Slashdot Mirror


Ubuntu Will Switch To Base-10 File Size Units In Future Release

CyberDragon777 writes "Ubuntu's future 10.10 operating system is going to make a small, but contentious change to how file sizes are represented. Like most other operating systems using binary prefixes, Ubuntu currently represents 1 kB (kilobyte) as 1024 bytes (base-2). But starting with 10.10, a switch to SI prefixes (base-10) will denote 1 kB as 1000 bytes, 1 MB as 1000 kB, 1 GB as 1000 MB, and so on."

31 of 984 comments (clear)

  1. Cannonical is just trolling us by Hadlock · · Score: 5, Funny

    First, screwing with GUI buttons, now this? Mark Shuttleworth, I'm calling you out on your BS
     
    ;)

    --
    moox. for a new generation.
    1. Re:Cannonical is just trolling us by g-to-the-o-to-the-g · · Score: 5, Informative

      If you read closely, you'll see that the summary is kind of misleading. What canonical is actually doing is using SI prefixes for base-10 units, and IEC prefixes for base-2 units.

      In other words, they will use 1kB for 1000 bytes and 1KiB for 1024 bytes. This is a good thing, it just means the UI should be consistent and you don't need to second-guess.

    2. Re:Cannonical is just trolling us by Blue+Stone · · Score: 4, Funny

      Kibibytes always makes me think of cat treats.

      Is that what we want? More lolcats in our hardrives? Fuxxoring up our filesizes?

      --
      Corporation, n. An ingenious device for obtaining individual profit without individual responsibility. - Ambrose Bierce
    3. Re:Cannonical is just trolling us by Reemi · · Score: 4, Insightful

      I am more confused by people mixing b (bit) and B (Byte).

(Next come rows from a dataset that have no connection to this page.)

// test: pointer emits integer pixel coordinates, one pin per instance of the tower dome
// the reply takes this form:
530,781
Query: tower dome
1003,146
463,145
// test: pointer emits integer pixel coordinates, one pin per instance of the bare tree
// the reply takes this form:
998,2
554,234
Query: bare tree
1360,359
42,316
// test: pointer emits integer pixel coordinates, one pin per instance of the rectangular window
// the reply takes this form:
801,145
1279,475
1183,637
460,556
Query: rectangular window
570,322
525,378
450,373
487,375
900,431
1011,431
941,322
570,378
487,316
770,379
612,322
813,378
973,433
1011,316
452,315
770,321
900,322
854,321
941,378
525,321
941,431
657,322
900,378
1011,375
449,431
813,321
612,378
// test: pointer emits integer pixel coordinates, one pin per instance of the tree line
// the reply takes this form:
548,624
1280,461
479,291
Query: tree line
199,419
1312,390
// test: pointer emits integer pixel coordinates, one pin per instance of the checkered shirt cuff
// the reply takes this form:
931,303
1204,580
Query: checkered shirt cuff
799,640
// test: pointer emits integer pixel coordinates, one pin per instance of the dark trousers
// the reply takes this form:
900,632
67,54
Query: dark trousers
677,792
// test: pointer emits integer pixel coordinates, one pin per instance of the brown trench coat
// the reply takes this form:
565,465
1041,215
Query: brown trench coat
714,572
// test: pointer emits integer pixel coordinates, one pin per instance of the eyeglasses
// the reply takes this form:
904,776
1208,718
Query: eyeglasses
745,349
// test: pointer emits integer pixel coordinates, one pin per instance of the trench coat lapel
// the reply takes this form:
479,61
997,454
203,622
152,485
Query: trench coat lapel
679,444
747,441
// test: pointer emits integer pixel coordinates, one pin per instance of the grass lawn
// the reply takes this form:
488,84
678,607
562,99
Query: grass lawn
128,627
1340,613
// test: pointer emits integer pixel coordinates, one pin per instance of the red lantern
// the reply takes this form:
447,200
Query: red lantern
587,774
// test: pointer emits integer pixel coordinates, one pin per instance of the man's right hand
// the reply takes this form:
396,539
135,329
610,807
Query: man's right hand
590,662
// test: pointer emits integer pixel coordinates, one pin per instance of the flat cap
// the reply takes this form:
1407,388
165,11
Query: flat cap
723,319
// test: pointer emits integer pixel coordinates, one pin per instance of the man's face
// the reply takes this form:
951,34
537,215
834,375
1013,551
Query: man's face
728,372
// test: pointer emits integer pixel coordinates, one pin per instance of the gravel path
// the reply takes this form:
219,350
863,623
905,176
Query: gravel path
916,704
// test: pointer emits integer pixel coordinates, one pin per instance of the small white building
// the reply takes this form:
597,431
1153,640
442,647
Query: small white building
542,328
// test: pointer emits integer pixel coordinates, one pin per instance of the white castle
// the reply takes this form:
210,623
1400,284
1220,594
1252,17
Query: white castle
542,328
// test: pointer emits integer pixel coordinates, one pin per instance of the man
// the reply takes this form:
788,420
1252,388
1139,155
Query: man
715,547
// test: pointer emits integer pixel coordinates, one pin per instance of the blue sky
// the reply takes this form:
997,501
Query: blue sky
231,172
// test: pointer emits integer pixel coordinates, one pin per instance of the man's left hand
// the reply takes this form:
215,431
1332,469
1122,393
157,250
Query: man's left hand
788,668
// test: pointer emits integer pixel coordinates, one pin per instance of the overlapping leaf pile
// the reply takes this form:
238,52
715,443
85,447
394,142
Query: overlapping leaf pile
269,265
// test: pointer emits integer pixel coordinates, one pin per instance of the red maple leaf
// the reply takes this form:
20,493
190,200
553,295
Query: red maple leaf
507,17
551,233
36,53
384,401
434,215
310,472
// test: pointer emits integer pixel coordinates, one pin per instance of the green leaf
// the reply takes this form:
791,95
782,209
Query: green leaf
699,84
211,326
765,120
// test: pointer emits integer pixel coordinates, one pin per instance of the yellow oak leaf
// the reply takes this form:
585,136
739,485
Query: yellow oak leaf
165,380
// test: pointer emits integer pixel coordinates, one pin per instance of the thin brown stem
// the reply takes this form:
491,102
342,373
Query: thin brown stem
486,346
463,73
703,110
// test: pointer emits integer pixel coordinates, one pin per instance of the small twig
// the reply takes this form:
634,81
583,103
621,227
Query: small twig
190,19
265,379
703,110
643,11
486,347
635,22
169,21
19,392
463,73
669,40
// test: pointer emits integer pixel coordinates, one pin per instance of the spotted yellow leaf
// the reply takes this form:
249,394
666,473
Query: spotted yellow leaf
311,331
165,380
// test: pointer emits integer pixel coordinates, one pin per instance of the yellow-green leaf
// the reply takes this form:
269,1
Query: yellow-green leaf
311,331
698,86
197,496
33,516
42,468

    4. Re:Cannonical is just trolling us by polar+red · · Score: 5, Insightful

      when the C64 came out with 64K No-ONE doubted it had 65536 Bytes of RAM. if it would came out now, there would be confusion, so the kibi-business introduced confusion. people who don't understand the difference between binary and decimal have no place in IT

      --
      Yes, I'm left. You have a problem with that?
    5. Re:Cannonical is just trolling us by Anonymous Coward · · Score: 4, Funny

      Actually 'B' is 'Bel' like in decibels - dBs. So kB is kilobels etc. This causes me no end of confusion as I wonder why hard-drive manufacturers are measuring drive capacity on a logarithmic scale compared to some unspecified standard size.

      I think we should decimalize completely, remove the confusing 8-bit byte and introduce a new 10-bit unit called a "dyke".

      That way there'd be no confusion.

    6. Re:Cannonical is just trolling us by TheRaven64 · · Score: 5, Insightful

      Other posters have pointed out that bits and bytes are not SI units, but they've not pointed out that we use 1024 because it's more useful. We use base 10 for physical quantities because it means that you can very easily do base-10 logarithms and most arithmetic on physical quantities is easier if you can do logarithms on the base that you use in your head.

      Storage is always indexed by some binary quantity, so you need to do base-2 logarithms. You can trivially calculate how much space a 32-bit address space gives you: 2^32 bits, divide the 32 by 10 gives you 2^22 KB, 2^12 MB, 2^2 GB, 4GB. Try doing that with 1KB = 1000B in your head. You can easily tell how much space your 32-bit filesystem can store if it is addressing 512B blocks (the size of most hard disk blocks). 512 is 2^9, so it's 2^9 x 2^32 bytes. Add the exponents and you get 2^41 byes, or 2TB. What happens if we start using 4KB blocks instead? Well, 4 is 2^2, K means 2^10, so 2^12 x 2^32 = 2^44, or 16TB.

      Redefining KB makes these calculations harder. The only kind of calculations it makes easier are things that involve bytes and some other SI units that use the SI prefixes in the same equation. About the only other SI quantity that you ever see in an equation with bytes is seconds and you almost never talk about kiloseconds or megaseconds...

      --
      I am TheRaven on Soylent News
    7. Re:Cannonical is just trolling us by camperdave · · Score: 5, Funny

      When I make a cake, I don't use 1 cup of flower...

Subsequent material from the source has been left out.